Adishwar’s dream took him on a journey finally culminating in his first collage show at Jehangir Art Gallery, Mumbai in 2012. His work has the look and feel of the warp and weft of fabrics.  In ‘Temples under the rocks’ – the viewer’s eye is drawn to the shade of a banyan tree whose branches spread out under a mosaic of a multi-hued azure sky. Temple pillars and domes peek out here and there, offering glimpses of timelessness despite their crumbling facades. The face of a wolf gazes back at the viewer, keenly observing the observer. The canvas is packed tight, layered with textures, interspersed with architectural elements. It is hard to tell where the rocks end and the temples begin. A nod toward the rich cultural heritage of India.


“Life in a Bombay Slum” – is a claustrophobic collection of dwellings packed tightly along narrow lanes. You see clotheslines sagging under the weight of clothing, billboards advertising all manner of things, pots and pans, pails lined up, while the imposing dome of a building takes precedence in the background. What is missing is the presence of people. But as you take in the little details of the collage, you can hear them.The din of the slum, with a background of the larger cacophony of the city itself. Above it all flutter a couple of butterflies. A counterpoint to the busy, bustle of the scene. A moment captured in time.

“My Village View from Fort wall” – shows the artist perched on rocky wall in the foreground looking out at his village spread out below him. His back is to the viewer, his shirt covered in labels – stickers from around the world. This work is his homage to ‘coming home’ from his travels. In the helter skelter arrangement of the homes and buildings of the village you can experience his sense of belonging. A large tree dominates the upper quadrant its leaves made up of torn bits of paper blowing around the scene. Maybe they contain the stories of the people who inhabit the village. This piece has a jewel tone palette of reds, ochres, bright yellows and blues.  And in its geometric arrangement, it brings to mind the fascinating work of Gustav Klimt.

Since his first exhibit at the Jehangir Art Gallery, Mumbai, Adishwar has shown his work at many prestigious addresses, Lalit Kala Academy (New Delhi), Birla Academy (Kolkata), Punjab Art Council (Chandigarh) to name a few. In September 2018, his work was displayed as part of a show organized by the International Art Centre, Canada. His work is part of the International Society of Assemblage & Collage Artists.

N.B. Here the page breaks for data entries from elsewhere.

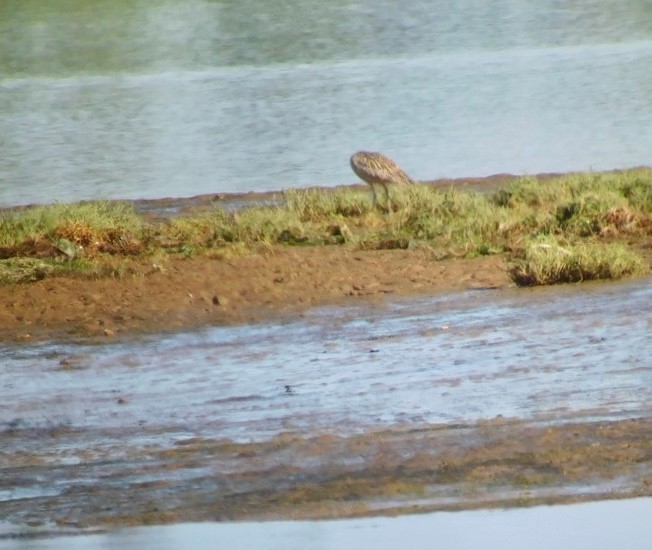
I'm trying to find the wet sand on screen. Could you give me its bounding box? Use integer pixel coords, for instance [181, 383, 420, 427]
[0, 246, 512, 341]
[0, 177, 652, 537]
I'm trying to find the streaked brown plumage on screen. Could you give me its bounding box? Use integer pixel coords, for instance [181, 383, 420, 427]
[351, 151, 414, 210]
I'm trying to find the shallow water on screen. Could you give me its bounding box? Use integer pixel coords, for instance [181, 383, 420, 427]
[0, 279, 652, 536]
[0, 498, 652, 550]
[0, 280, 652, 450]
[0, 0, 652, 206]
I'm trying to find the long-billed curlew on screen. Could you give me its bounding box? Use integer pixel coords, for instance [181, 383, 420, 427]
[351, 151, 414, 211]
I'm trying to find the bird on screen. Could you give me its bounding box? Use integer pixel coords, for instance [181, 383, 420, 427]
[351, 151, 414, 211]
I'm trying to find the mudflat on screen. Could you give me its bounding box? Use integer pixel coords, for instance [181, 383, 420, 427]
[0, 245, 512, 341]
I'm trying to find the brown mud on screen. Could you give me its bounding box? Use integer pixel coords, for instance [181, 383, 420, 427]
[0, 240, 511, 341]
[5, 170, 652, 341]
[0, 418, 652, 528]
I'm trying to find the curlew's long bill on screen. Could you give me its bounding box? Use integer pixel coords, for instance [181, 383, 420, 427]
[351, 151, 414, 211]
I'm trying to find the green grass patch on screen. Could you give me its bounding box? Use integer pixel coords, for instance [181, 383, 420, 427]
[510, 236, 648, 286]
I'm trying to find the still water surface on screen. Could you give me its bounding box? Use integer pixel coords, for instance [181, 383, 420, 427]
[0, 281, 652, 448]
[0, 498, 652, 550]
[0, 0, 652, 206]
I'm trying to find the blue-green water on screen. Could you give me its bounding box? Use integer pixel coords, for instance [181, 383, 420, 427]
[0, 0, 652, 206]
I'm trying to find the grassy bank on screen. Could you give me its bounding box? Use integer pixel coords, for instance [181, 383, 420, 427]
[0, 169, 652, 285]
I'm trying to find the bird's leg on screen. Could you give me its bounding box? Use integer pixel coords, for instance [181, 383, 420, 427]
[369, 183, 378, 208]
[383, 183, 392, 214]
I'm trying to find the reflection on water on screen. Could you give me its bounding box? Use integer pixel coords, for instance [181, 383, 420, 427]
[0, 0, 652, 205]
[0, 282, 652, 444]
[5, 498, 652, 550]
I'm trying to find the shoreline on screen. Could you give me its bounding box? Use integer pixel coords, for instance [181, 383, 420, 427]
[0, 169, 652, 342]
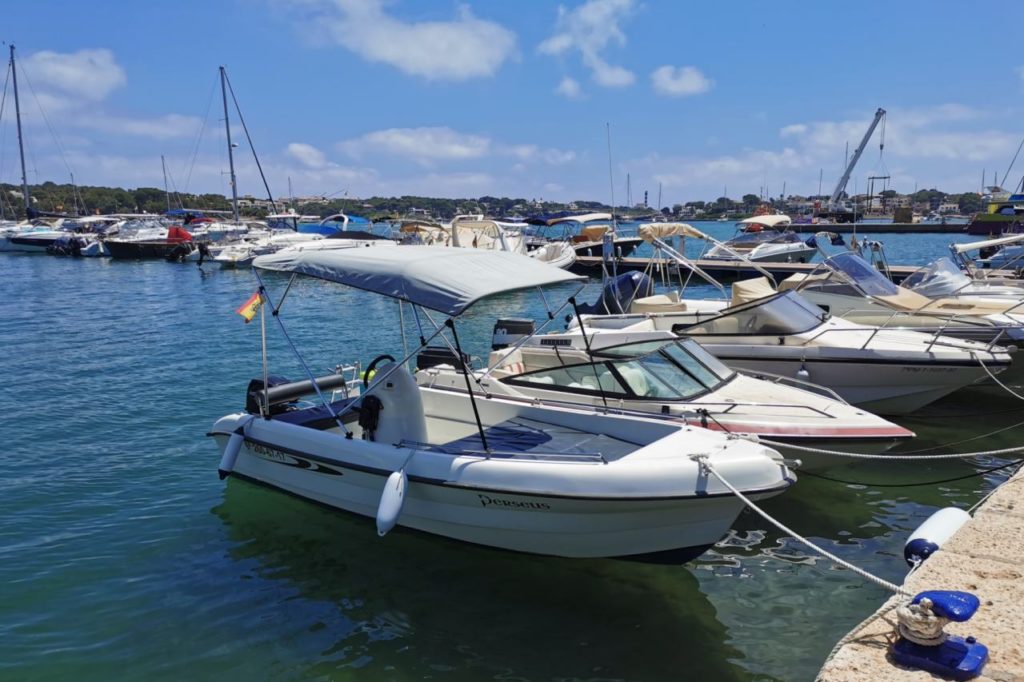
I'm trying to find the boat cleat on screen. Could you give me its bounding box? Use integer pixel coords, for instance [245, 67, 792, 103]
[892, 590, 988, 680]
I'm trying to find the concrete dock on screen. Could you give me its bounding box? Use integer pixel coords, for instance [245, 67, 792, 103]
[817, 470, 1024, 682]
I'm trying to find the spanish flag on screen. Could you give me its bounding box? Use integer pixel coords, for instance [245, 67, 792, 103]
[236, 292, 263, 325]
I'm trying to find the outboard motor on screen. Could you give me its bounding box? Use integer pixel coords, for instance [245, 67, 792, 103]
[490, 317, 534, 350]
[246, 374, 296, 415]
[580, 270, 654, 315]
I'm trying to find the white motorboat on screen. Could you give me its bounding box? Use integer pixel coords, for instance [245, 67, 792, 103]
[526, 213, 641, 258]
[778, 253, 1024, 348]
[416, 319, 914, 469]
[207, 230, 324, 268]
[573, 223, 1011, 415]
[0, 224, 70, 253]
[705, 215, 817, 263]
[211, 246, 795, 557]
[585, 280, 1011, 415]
[900, 252, 1024, 296]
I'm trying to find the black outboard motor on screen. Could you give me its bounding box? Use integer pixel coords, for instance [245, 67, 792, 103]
[416, 346, 469, 372]
[580, 270, 654, 315]
[490, 317, 534, 350]
[246, 374, 296, 415]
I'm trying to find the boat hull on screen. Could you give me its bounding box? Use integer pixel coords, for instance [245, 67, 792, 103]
[716, 350, 1006, 415]
[205, 409, 792, 558]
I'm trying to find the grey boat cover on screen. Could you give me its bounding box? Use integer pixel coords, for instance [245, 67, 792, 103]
[253, 245, 585, 316]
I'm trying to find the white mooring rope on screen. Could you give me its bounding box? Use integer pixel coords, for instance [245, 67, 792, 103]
[749, 435, 1024, 460]
[693, 455, 910, 597]
[691, 455, 983, 660]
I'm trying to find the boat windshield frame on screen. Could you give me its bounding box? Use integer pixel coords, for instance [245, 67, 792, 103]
[672, 291, 828, 338]
[500, 339, 737, 402]
[809, 251, 899, 298]
[901, 256, 973, 295]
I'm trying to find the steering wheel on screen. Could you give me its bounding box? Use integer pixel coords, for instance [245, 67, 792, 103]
[362, 353, 394, 388]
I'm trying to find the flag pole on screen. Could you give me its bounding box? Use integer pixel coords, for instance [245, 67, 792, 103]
[259, 286, 270, 419]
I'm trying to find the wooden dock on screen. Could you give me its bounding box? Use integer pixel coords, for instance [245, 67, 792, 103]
[572, 256, 919, 283]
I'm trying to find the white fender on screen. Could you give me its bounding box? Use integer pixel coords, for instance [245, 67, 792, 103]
[903, 507, 971, 566]
[377, 467, 409, 538]
[217, 416, 253, 480]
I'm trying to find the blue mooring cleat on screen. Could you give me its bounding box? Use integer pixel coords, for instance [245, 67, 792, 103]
[892, 590, 988, 680]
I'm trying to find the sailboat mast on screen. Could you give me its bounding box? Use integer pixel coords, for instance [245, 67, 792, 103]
[10, 45, 32, 218]
[160, 155, 171, 213]
[220, 67, 239, 222]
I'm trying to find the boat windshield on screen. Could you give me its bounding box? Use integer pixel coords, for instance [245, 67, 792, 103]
[903, 258, 971, 298]
[726, 229, 801, 247]
[672, 291, 822, 336]
[824, 253, 899, 296]
[503, 341, 734, 400]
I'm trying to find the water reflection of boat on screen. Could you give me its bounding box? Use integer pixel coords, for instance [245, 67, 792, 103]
[212, 481, 741, 680]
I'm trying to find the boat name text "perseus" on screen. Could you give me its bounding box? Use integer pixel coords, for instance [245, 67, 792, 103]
[476, 493, 551, 510]
[249, 443, 292, 463]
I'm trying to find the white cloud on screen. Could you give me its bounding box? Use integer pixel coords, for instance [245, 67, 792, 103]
[292, 0, 516, 81]
[338, 127, 575, 166]
[650, 65, 714, 97]
[555, 76, 583, 99]
[340, 127, 490, 162]
[538, 0, 636, 87]
[18, 48, 128, 101]
[286, 142, 327, 169]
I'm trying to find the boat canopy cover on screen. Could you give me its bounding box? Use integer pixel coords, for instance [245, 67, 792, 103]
[949, 235, 1024, 253]
[637, 222, 708, 244]
[253, 246, 586, 316]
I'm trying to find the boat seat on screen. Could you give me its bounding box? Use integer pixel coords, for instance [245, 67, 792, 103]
[364, 363, 427, 444]
[630, 292, 686, 312]
[731, 278, 775, 305]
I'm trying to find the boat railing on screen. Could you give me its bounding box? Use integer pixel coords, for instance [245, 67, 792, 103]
[396, 440, 608, 464]
[805, 313, 991, 352]
[836, 308, 1012, 352]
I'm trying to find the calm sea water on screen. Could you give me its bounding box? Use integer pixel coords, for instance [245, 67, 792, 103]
[0, 224, 1024, 681]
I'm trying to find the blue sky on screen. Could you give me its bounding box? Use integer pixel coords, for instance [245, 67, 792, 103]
[0, 0, 1024, 205]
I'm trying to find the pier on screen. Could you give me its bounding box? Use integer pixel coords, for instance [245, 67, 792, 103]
[806, 222, 967, 235]
[817, 471, 1024, 682]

His most recent show was titled Paper in Space” and shown at the Jehangir Art Gallery, Mumbai, in October 2018. His dream has come full circle. Ask him what message he would like to give through his art, and he says, “Everyone should do some art of his/her choice. Artists can spread happiness!”  

Adishwar’s collages seek to reaffirm his passion for self expression, celebrating life one little bit of paper at a time.


Pavani Kaushik is a visual artist who loves a great book almost as much as planning her next painting. She received a BFA from the Academy of Art University, San Francisco. Her new avatar requires creative juggling with the pen and the brush.